Inspector allows west London office-to-resi PDR appeal

An inspector has approved plans to convert a vacant west London office block into more than 210 flats, finding that the proposals would have no significant adverse transport or highways impacts.

Planning Inspectorate: inspector has allowed office-to-residential PDR appeal
Planning Inspectorate: inspector has allowed office-to-residential PDR appeal

In a decision issued last week, inspector Richard Jones allowed an appeal against the London Borough of Hounslow’s decision to refuse to grant prior approval for an application to use Class O permitted development rights to convert a Brentford office block to 213 residential units.

The appeal relates to a vacant 10,665 square metre office building situated adjacent to the northern side of the A4, on a site bounded by Gunnersbury Park to the west and north and an office building to the east.

The prior approval application was refused by the London Borough of Hounslow in November 2016.

In its decision notice at the time, the council said that the proposed development, "by reason of its high provision of car parking spaces and location with poor access to public transport, a poor pedestrian and cycling environment, and in an area of poor air quality would not promote or provide for travel by sustainable modes of transport".

The decision notice added that, as such, "the proposed development would lead to a reliance on car-based travel".

In last week’s report, the inspector found that the proposed level of car parking - which equates to approximately 1.47 spaces per unit - is excessive.

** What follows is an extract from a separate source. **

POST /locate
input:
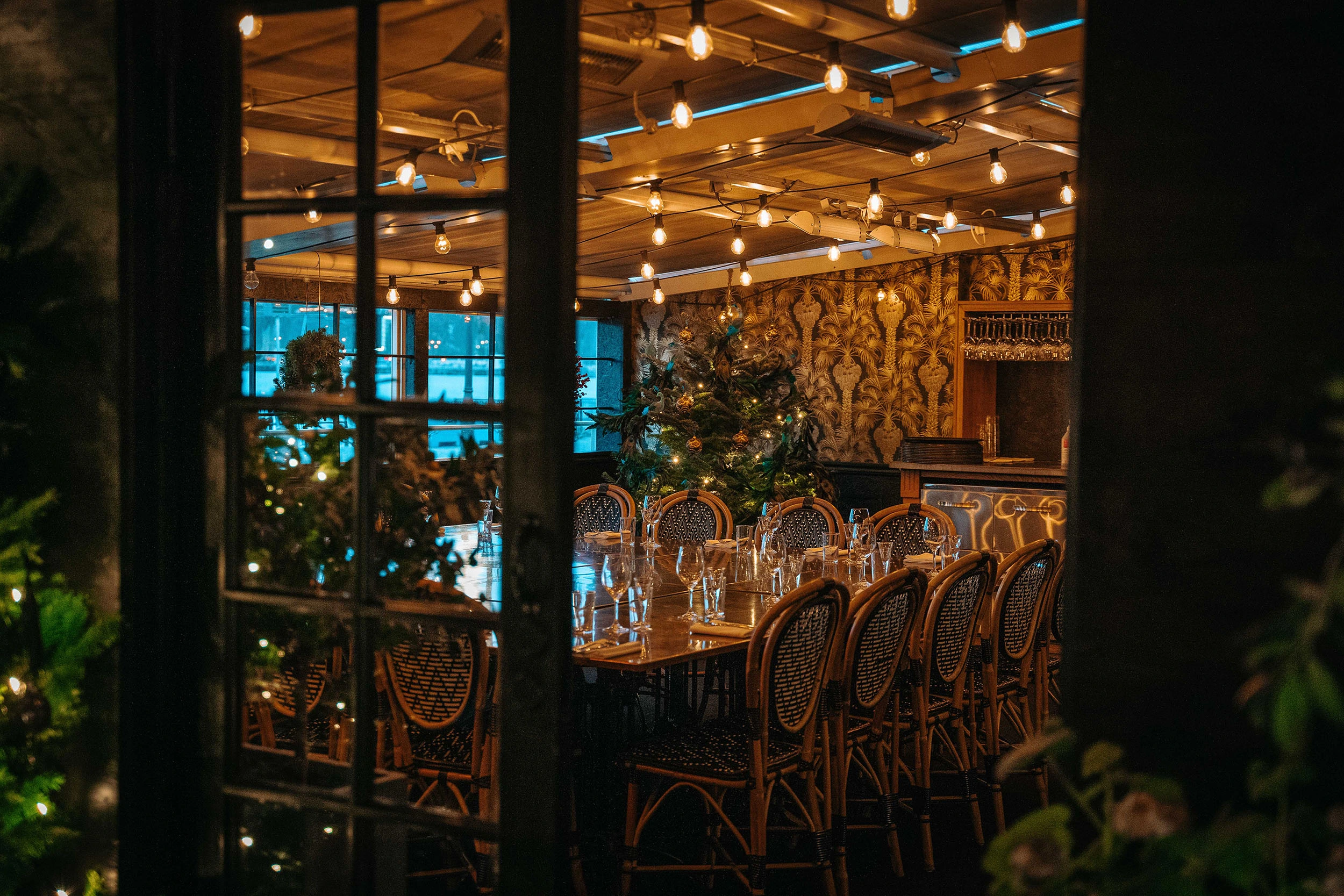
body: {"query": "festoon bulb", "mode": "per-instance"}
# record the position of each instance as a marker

But the inspector concluded that these concerns could be overcome through a planning condition relating to car parking, including measures to reduce provision.

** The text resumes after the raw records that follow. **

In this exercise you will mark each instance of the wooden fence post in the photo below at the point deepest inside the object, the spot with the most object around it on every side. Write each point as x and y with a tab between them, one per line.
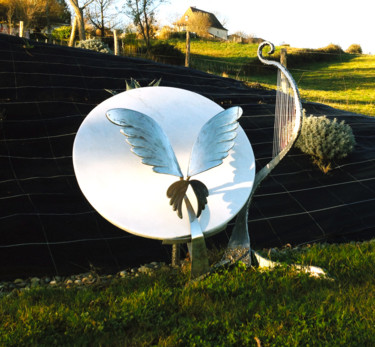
21	29
187	56
115	41
73	33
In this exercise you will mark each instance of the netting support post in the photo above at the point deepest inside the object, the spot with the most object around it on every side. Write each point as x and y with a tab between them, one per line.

The inspector’s report also found that, while the majority of the site has a public transport accessibility level (PTAL) of 2, which is considered to be poor, the main from pedestrian access point falls within PTAL level 3, "thereby indicating a moderate level of connectivity to public transport services".

The inspector concluded that, "on the basis of the evidence before me … the proposals would have no significant adverse transport or highways impacts and I find no conflict with paragraph 32 of the National Planning Policy Framework which states that development should only be prevented or refused on transport grounds where the residual cumulative impacts of the development are severe".